Jcseg shared in this issue is a lightweight Chinese word classifier based on mmseg algorithm, which integrates the functions of keyword extraction, key phrase extraction, key sentence extraction and automatic article summarization.
Jcseg core functionality
- Chinese word segmentation: mmseg algorithm + Jcseg original optimization algorithm, seven segmentation modes.
- Keyword extraction: based on textRank algorithm.
- Key phrase extraction: based on textRank algorithm.

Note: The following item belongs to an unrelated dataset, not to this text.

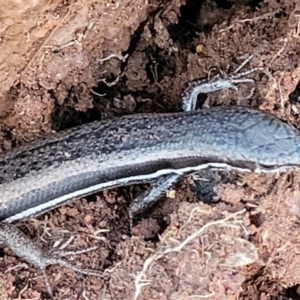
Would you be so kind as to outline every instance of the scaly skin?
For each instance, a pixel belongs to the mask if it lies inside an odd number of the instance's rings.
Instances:
[[[294,128],[242,106],[94,122],[0,156],[0,220],[174,172],[296,167],[299,147]]]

- Key sentence extraction: based on textRank algorithm.
- Automatic summarization: Based on BM25+textRank algorithm.
- Automatic part-of-speech tagging: Based on thesaurus + (statistical ambiguity removal program), the current effect is not very ideal, and it is not recommended to use in applications that require high part-of-speech tagging results.
- Named entity annotation: based on thesaurus + (statistical ambiguity removal Program), email, Web address, mainland mobile phone number, place name, person name, currency, datetime time, length, area, distance unit, etc.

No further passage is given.